Yes, well, I guess you can say that also about me, kinda - not entirely typical childhood and not typical life :S In a sense, I’m lucky to be able to code, as I know some excellent programmers who, once they got mentally ill, could not code anymore
Given BASIC is what you enjoy, here’s something else that might tickle your fancy: A while ago, there was this movement to revive not just the programming experience of the early microcomputers, but also create a similarly limited but easy to understand execution environment (though suitably modernized to make things less complicated). It was called ‘fantasy consoles’. The idea is essentially to make some simple emulated hardware that never existed in real life and let people see what they could make with it. Quite a lot, as it turns out.
I suspect you’d get a lot of enjoyment out of playing with something like PICO-8.
There’s a fair amount of demoscene productions for it as well.
Wow! Thanks! I will explore it when I get the chance - who knows, I might even upload a YouTube video about it :D
If I went back to BASIC, I’d be using modern programming practices still - No Gotos, All Subs
No Gotos, All Subs
That’s sub-optimal
😏
Yep, that’s what you have in FreeBASIC subs (void functions) and functions (that return a value). FreeBASIC is actually C programming in disguise; it’s C with basic syntax and very powerful, plus any C library can be used with it (you just need to have the correct .bi header file for it)
Also stacktraces are very useful, and overflow/underflow exceptions too. So many modern and useful features were missing!

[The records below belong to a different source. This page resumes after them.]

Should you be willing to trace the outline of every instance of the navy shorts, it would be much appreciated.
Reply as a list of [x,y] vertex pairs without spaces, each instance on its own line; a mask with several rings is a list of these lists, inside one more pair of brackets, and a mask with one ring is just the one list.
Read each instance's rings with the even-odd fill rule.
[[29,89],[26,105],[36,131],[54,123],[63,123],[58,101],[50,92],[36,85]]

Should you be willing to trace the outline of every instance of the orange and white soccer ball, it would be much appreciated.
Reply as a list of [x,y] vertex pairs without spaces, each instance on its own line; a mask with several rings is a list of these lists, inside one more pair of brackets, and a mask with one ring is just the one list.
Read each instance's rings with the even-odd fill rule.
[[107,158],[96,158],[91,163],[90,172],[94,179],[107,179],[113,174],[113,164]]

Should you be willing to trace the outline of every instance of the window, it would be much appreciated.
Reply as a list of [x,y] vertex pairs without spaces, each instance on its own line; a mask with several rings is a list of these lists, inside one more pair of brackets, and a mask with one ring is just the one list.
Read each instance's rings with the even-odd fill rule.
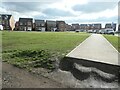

Having a try/catch block is much better than using Goto Err
Edit. Rest in peace mono-basic https://github.com/mono/mono-basic
I could see how going back to BASIC could be a mental safe space. It would definitely bring me back to my childhood.
Hi there - thanks for reaching out :) Nice to meet you - my coding journey started at the age of 39 in 2016 with VB.NET. I completely missed the 1980s and 1990s era of BASIC; however, even though 30 to 40 years have passed, I still try to code in modern DOS/Windows basics like FreeBASIC and occasionally even QB64. I really like it, although to code for DOS with FreeBASIC, or GWBASIC, or QBASIC, since it’s just a hobby, I can afford it since I’m coding for fun, not money - I was told that if you start doing something for money, eventually you’ll hate it - I think I agree with that…
Yeah as soon as you start doing something for money you have to compromise your vision and it ends up just being a job like any other.